Die derzeitige „Sicherheitspolitik“ des polnischen Staates ist eine Politik der Gewalt und der Ohnmacht. Davon zeugen sowohl konkrete Projekte und Entscheidungen als auch Bilder oder Beschreibungen der Situation an den Grenzen. Statt Lösungen zu finden, die auf der Schaffung sicherer Migrationsrouten beruhen, werden die Menschen in die Hände von Schmuggler*innen geworfen. Die physischen Barrieren, wie z. B. der Stacheldraht entlang der polnisch-belarussischen Grenze, führen nur dazu, dass die Menschen gezwungen sind, eine längere und gefährlichere Route zu wählen. Dies wiederum führt dazu, dass immer mehr von ihnen auf ihrer Reise ums Leben kommen. Wahrscheinlich wird niemand herausfinden, wie viele Menschen die Pushbacks über die belarussische Grenze mit ihrem Leben bezahlt haben.

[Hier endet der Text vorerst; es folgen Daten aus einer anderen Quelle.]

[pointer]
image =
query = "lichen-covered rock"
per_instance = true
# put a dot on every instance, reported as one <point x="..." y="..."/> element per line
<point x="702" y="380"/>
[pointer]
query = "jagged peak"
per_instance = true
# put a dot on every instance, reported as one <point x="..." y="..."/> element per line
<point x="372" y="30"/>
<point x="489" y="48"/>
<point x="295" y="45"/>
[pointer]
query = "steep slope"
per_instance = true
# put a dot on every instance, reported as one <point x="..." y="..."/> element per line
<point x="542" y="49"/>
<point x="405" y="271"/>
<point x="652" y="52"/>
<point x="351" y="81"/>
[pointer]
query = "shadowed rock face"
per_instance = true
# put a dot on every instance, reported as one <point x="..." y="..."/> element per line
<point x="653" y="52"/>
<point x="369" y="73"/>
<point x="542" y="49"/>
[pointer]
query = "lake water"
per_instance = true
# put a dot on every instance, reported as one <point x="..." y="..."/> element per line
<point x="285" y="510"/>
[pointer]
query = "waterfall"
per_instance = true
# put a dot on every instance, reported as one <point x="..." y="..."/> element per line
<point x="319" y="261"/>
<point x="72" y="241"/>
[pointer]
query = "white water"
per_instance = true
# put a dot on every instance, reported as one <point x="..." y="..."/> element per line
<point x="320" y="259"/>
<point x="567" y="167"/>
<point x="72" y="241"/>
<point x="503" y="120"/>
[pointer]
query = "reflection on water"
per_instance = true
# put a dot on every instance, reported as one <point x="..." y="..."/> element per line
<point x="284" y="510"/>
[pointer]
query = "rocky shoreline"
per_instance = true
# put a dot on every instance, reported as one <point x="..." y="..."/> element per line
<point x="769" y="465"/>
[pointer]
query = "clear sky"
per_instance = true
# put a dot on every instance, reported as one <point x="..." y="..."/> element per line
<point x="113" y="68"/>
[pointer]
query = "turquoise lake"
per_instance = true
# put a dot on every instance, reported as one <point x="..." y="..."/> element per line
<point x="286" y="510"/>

Wer wird für den Tod dieser Menschen haftbar gemacht? Wer informiert ihre Familien und wer kümmert sich um ihre Beerdigung? Sicherlich sind die Befehlshaber*innen für diese Situation verantwortlich. Aber diejenigen, die die Befehle ausführen, sollten an die Verpflichtung erinnert werden, sich zu weigern – in diesem Fall, sich zu weigern zu töten und zu entmenschlichen.
Katarzyna Czarnota und Marta Górczyńska
Katarzyna Czarnota ist eine Aktivistin und Soziologin. Marta Górczyńska ist Anwältin und spezialisiert auf Menschenrechtsfragen. Beide Autorinnen engagieren sich derzeit für die „Grupa Granica“, eine Gruppe, die Migrant*innen unterstützt, die versuchen, die polnisch-belarussische Grenze zu überqueren.